Now we are able to take a look of the outcome. We have now plotted the encoder’s output worth of every activation of the unique fashions. Recall that the enter tokens are “cat,” “glad cat,” “canine,” “energetic canine,” “not cat,” “not canine,” “robotic,” and “AI assistant”.

Picture by writer: options discovered by encoder

Despite the fact that the unique mannequin was designed with a quite simple structure with none deep consideration, the autoencoder has nonetheless captured significant options of this trivial mannequin. In accordance with the plot above, we are able to observe at the least 4 options that look like discovered by the encoder.

Give first Characteristic 1 a consideration. This feautre has massive activation values on the 4 following tokens: “cat”, “glad cat”, “canine”, and “energetic canine”. The outcome means that Characteristic 1 may be one thing associated to “animals” or “pets”. Characteristic 2 can be an fascinating instance, activating on two tokens “robotic” and “AI assistant”. We guess, due to this fact, this characteristic has one thing to do with “synthetic and robotics”, indicating the mannequin’s understanding on technological contexts. Characteristic 3 has activation on 4 tokens: “not cat”, “not canine”, “robotic” and “AI assistant” and that is presumably a characteristic “not an animal”.

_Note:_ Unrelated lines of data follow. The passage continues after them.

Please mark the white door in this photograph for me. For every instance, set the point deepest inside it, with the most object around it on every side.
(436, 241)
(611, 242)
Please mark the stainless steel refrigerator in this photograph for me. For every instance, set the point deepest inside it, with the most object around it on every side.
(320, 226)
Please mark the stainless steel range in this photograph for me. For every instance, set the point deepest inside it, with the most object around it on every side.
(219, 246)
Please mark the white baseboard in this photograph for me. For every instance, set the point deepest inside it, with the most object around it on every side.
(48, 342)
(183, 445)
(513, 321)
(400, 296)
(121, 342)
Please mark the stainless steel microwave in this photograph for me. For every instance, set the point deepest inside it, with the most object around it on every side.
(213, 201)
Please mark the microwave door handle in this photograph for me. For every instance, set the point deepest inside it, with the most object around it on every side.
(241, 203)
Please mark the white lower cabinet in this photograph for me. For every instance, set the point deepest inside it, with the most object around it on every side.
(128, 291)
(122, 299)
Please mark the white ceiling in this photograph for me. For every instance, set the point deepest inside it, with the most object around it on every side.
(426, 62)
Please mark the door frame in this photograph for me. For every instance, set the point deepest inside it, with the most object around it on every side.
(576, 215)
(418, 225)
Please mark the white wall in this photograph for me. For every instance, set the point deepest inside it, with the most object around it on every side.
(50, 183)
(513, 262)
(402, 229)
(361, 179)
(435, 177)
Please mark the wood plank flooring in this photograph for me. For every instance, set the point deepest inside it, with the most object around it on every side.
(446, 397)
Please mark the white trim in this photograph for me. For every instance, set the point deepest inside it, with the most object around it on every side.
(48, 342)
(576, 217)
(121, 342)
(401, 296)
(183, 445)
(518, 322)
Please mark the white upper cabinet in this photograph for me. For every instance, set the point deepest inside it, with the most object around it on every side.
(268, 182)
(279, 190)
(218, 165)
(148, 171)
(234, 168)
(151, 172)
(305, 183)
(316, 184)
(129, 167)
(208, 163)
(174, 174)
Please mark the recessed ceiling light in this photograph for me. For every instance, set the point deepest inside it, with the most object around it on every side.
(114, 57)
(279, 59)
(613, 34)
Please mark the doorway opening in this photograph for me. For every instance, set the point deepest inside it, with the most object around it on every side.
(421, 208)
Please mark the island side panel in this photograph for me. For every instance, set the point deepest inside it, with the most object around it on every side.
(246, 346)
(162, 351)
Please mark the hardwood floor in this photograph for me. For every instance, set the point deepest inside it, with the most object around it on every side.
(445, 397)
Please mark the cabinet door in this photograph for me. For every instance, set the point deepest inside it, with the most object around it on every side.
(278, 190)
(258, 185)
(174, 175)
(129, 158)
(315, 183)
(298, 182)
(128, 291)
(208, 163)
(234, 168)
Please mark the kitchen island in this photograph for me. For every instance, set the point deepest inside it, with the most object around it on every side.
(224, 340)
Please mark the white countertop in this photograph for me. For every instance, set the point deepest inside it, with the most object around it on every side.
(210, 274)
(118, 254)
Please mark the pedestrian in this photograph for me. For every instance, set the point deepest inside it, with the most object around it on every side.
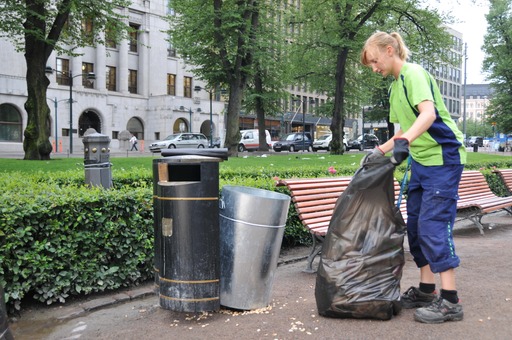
(438, 154)
(133, 141)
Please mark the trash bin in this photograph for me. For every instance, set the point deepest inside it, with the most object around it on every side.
(252, 225)
(5, 333)
(187, 230)
(97, 160)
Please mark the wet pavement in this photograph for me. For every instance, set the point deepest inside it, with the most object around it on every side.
(484, 284)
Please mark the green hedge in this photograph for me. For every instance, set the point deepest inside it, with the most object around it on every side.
(59, 238)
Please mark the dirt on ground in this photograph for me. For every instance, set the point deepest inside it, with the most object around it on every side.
(483, 279)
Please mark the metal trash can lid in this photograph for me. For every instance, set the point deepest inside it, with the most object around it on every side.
(221, 153)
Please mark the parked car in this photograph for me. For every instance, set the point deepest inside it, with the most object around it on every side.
(324, 143)
(215, 143)
(471, 141)
(250, 140)
(294, 142)
(370, 141)
(180, 140)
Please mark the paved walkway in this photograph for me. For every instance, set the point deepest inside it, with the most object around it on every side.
(483, 282)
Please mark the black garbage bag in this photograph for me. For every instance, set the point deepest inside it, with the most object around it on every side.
(362, 255)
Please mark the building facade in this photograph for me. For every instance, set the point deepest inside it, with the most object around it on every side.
(476, 100)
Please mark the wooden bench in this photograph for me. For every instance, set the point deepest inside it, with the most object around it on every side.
(506, 177)
(476, 198)
(314, 200)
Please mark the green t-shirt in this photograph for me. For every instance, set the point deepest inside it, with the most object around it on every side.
(442, 143)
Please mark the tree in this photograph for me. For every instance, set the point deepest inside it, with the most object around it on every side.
(220, 39)
(39, 27)
(267, 88)
(332, 35)
(498, 63)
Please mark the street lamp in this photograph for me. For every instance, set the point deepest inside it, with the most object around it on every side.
(198, 88)
(55, 102)
(182, 108)
(70, 76)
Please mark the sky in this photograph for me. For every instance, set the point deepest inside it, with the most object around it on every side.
(473, 25)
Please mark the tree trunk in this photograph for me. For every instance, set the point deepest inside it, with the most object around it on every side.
(36, 143)
(260, 113)
(338, 120)
(236, 90)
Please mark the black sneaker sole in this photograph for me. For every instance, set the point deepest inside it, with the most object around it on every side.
(415, 304)
(450, 317)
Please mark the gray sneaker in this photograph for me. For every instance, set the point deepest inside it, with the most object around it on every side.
(439, 311)
(414, 298)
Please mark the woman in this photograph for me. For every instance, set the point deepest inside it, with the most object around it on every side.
(438, 155)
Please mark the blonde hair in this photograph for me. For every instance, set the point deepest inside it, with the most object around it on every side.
(381, 40)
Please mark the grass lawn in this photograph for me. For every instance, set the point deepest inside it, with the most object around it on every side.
(249, 160)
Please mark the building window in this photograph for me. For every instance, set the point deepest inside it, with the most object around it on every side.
(132, 81)
(187, 87)
(62, 67)
(134, 37)
(87, 29)
(86, 69)
(109, 39)
(171, 84)
(111, 78)
(171, 51)
(10, 124)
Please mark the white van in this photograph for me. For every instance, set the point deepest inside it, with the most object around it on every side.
(250, 140)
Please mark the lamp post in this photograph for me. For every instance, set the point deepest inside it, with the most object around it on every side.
(464, 102)
(182, 108)
(70, 76)
(55, 102)
(198, 88)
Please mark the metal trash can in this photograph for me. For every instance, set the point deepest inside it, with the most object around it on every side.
(186, 225)
(252, 225)
(97, 160)
(5, 332)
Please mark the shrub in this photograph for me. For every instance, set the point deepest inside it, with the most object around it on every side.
(59, 238)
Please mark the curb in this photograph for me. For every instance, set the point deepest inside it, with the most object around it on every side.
(100, 303)
(86, 307)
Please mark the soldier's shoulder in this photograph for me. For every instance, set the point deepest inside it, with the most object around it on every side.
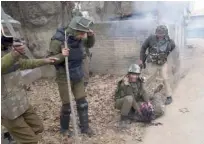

Sadly, unique mannequin isn’t an actual mannequin educated on real-world textual content, however fairly artificially designed with the belief that related tokens have some similarity within the activation vector area. Nevertheless, the outcomes nonetheless present fascinating insights: the sparse autoencoder succeeded in displaying some significant, human-friendly options or real-world ideas.

The easy outcome on this weblog submit suggests:, a sparse autoencoder can successfully assist to get high-level, interpretable options from complicated neural networks comparable to LLM.

For readers fascinated with a real-world implementation of sparse autoencoders, I like to recommend this article, the place an autoencoder was educated to interpret an actual massive language mannequin with 512 neurons. This examine offers an actual utility of sparse autoencoders within the context of LLM’s interpretability.

Lastly, I present right here this google colab pocket book for my detailed implementation talked about on this article.